# HR44 Genie DVR stops responding to remote



## Pemberto (Sep 5, 2013)

Just got a new HR44 Genie whole home DVR. The problem is that the DVR stops responding to the remote. The remote is new with new batteries. The green light continues to flash and controls the tv fine. I have found if you press the guide button on the front of the DVR, all of the remote button presses will play all at once. After this, the DVR responds again to the remote.

Dtv has replaced the DVR once and the new one behaves exactly the same way as the old one.

Am I missing something?


----------



## TorinTPG (Aug 11, 2013)

Are you setup with IR or RF the remote?


----------



## NR4P (Jan 16, 2007)

Be sure the remote control is in RF mode.

If you still have problems, block the front of the HR44 completely. Cardboard will do. Put it right up against the front panel.

If the remote then works fine, you have IR interference. The HR44 will respond to IR even when the remote is sending RF. I wish we could turn off IR reception but can't.


----------



## Pemberto (Sep 5, 2013)

It is setup in IR mode.


----------



## Pemberto (Sep 5, 2013)

I can generally get the DVR to stop responding to the remote by opening PIP and changing between the two windows several times. After the guide button is pressed on the DVR, it will then 'play' through every button I have pressed on the remote since the DVR stopped responding to the remote. It seems to store the keystrokes, then play them all at once.


----------



## NR4P (Jan 16, 2007)

Did you put the remote in RF?


----------



## Pemberto (Sep 5, 2013)

I put the remote in RF mode.

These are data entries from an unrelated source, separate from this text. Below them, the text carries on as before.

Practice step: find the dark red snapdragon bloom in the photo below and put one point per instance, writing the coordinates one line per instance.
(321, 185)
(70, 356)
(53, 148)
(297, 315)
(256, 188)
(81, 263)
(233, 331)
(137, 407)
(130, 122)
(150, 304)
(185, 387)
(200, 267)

DVR still behaves the same way. Some buttons continue to work such as guide, menu, list, exit, and info. The arrows around the select button and the channel down stop working. Resetting the DVR restores full remote operation for a little while.


----------



## NR4P (Jan 16, 2007)

Did you block the front of the HR44 as I suggested earlier? To rule out IR interference

If so and the trouble continues, do you have an Ethernet cable connected to the HR44?
If so, try removing it for a while and see if the problem continues.


----------



## NR4P (Jan 16, 2007)

BTW, what other Directv equipment do you have besides the HR44. Tell us about your system.


----------



## peds48 (Jan 11, 2008)

Yup, try covering the IR sensor to rule out IR interference


----------



## Pemberto (Sep 5, 2013)

I have only the HR44 whole home HD DVR (Genie) with the RC71 remote. One single tv. DVR is connected to Internet via wireless.

I tried covering the IR sensor, but that didn't help.

On sunday I finally put the RC71 remote away and began using my trusty old RC64 remote. Since then I have not had an issue. I read on another site about a possible compatibility issue with the RC71's. I will keep everyone posted. Thanks for the suggestions.


----------



## phodg (Jan 20, 2007)

I just had exactly the same issue on one of my HR21 machines (Some buttons continue to work such as guide, menu, list, exit, and info. The arrows around the select button and the channel down stop working.). I tried several other remotes and still got the same result. In the end, I did a RBR and that seemed to fix it. Weird. Hope it was a one-off.


----------



## GLJones (Feb 12, 2008)

OK...I have the same issue. HR44 with 3 Genie clients. The clients each have an RC71 paired RF with them. Several times now, the remote just stops working. If I use the old IR remote, that still works. I then have to reset the remote settings to IR and reset the remote itself. I can then re-pair them and it will work for a week or two. This is occurring on two of the three Genie clients. It is really annoying. 

I cannot figure out anything that might cause it like power glitches, lightning, software updates, etc...


----------